Thursday, May 16, 2019

A Manuscript That Bridges a Gap

ON May 22, 2007, a Hebrew parchment section dating from the seventh or eighth century C.E. went in plain view at the Israel Museum in Jerusalem. This is an original copy of Exodus 13:19– 16:1. It incorporates what is known as "the Song of the Sea"​—the triumph tune that the Israelites sang after their marvelous redemption at the Red Sea. For what reason is the divulging of this parchment section critical?

The appropriate response has to do with the date of the original copy. The Dead Sea Scrolls were composed between the third century B.C.E. furthermore, the principal century C.E. Preceding their revelation around 60 years prior, the most punctual Hebrew original copy was the Aleppo Codex, going back to 930 C.E. Except for a couple of parts, no other Hebrew compositions have been discovered that date to the mediating time of a few hundred years.

"The Song of the Sea original copy," says James S. Snyder, chief of the Israel Museum, "crosses over any barrier in the time of history between the Dead Sea Scrolls . . . also, the Aleppo Codex." According to him, this composition alongside other old Biblical writings "gives an extraordinary case of printed congruity."

The parchment part is accepted to be one of the numerous original copies found in the late nineteenth century in a synagogue in Cairo, Egypt. Notwithstanding, a private gatherer of Hebrew original copies didn't know about its hugeness until he counseled an expert in the late 1970's. The section was cell based dated around then and afterward filed until it went in plain view in the Israel Museum.

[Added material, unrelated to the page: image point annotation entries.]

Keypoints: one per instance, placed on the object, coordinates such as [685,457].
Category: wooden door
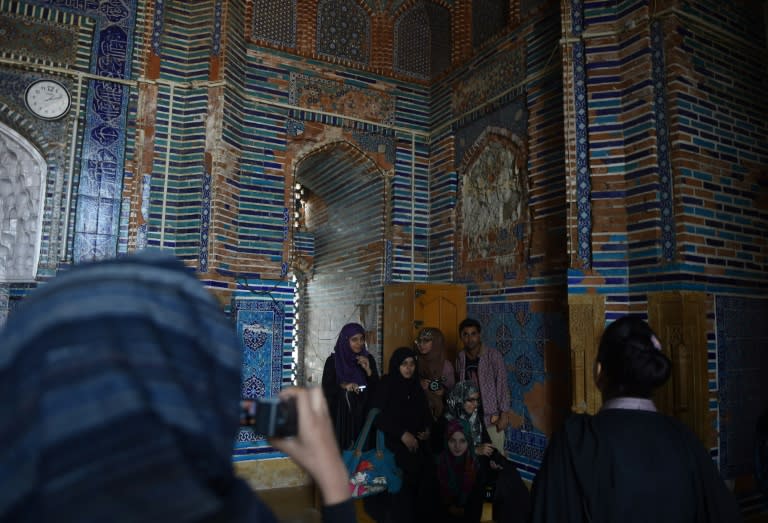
[410,306]
[679,319]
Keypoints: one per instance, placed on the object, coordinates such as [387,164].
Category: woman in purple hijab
[349,377]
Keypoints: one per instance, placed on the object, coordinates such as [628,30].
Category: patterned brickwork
[101,170]
[534,344]
[718,126]
[742,335]
[274,21]
[423,26]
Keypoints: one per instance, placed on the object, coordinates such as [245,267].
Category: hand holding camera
[314,447]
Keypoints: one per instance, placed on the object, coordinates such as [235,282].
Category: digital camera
[270,417]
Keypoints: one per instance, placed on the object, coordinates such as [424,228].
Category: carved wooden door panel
[586,319]
[679,319]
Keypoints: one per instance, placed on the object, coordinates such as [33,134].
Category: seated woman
[121,385]
[405,420]
[349,379]
[461,493]
[511,499]
[436,373]
[629,462]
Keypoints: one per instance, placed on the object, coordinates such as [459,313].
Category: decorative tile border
[260,327]
[521,335]
[583,183]
[662,143]
[216,40]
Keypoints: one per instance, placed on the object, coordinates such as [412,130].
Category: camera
[270,417]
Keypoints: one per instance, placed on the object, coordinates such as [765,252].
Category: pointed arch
[22,191]
[338,250]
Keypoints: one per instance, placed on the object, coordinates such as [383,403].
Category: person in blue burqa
[120,386]
[628,462]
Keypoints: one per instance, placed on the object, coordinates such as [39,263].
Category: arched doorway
[22,191]
[339,251]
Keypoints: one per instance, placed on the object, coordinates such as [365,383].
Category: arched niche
[338,251]
[22,192]
[493,215]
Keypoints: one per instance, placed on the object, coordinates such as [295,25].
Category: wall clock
[47,99]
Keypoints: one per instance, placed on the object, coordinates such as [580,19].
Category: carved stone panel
[586,321]
[22,187]
[679,319]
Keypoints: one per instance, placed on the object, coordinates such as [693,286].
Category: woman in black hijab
[405,419]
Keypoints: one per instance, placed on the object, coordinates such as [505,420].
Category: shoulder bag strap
[363,436]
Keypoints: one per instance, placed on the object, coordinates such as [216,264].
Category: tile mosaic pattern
[274,21]
[205,222]
[490,79]
[742,339]
[521,335]
[343,31]
[425,26]
[583,183]
[261,328]
[340,98]
[489,17]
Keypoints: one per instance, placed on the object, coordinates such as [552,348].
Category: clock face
[47,99]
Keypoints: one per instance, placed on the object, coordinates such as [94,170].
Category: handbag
[372,471]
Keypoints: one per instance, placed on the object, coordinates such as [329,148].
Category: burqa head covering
[345,361]
[120,384]
[431,365]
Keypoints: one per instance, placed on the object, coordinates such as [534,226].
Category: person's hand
[484,449]
[365,363]
[504,421]
[314,448]
[410,441]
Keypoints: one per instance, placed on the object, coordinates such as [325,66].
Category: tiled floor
[297,505]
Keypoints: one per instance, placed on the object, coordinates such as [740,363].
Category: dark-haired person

Remarking on the pertinence of the parchment part, Adolfo Roitman, leader of the Shrine of the Book, Israel Museum, and keeper of the Dead Sea Scrolls, expresses: "The Song of the Sea composition shows the huge constancy with which the Masoretic adaptation of the Bible was transmitted throughout the hundreds of years. It is extraordinary how the particular prosody of the Song of Sea is a similar today as it was in the seventh eighth hundreds of years."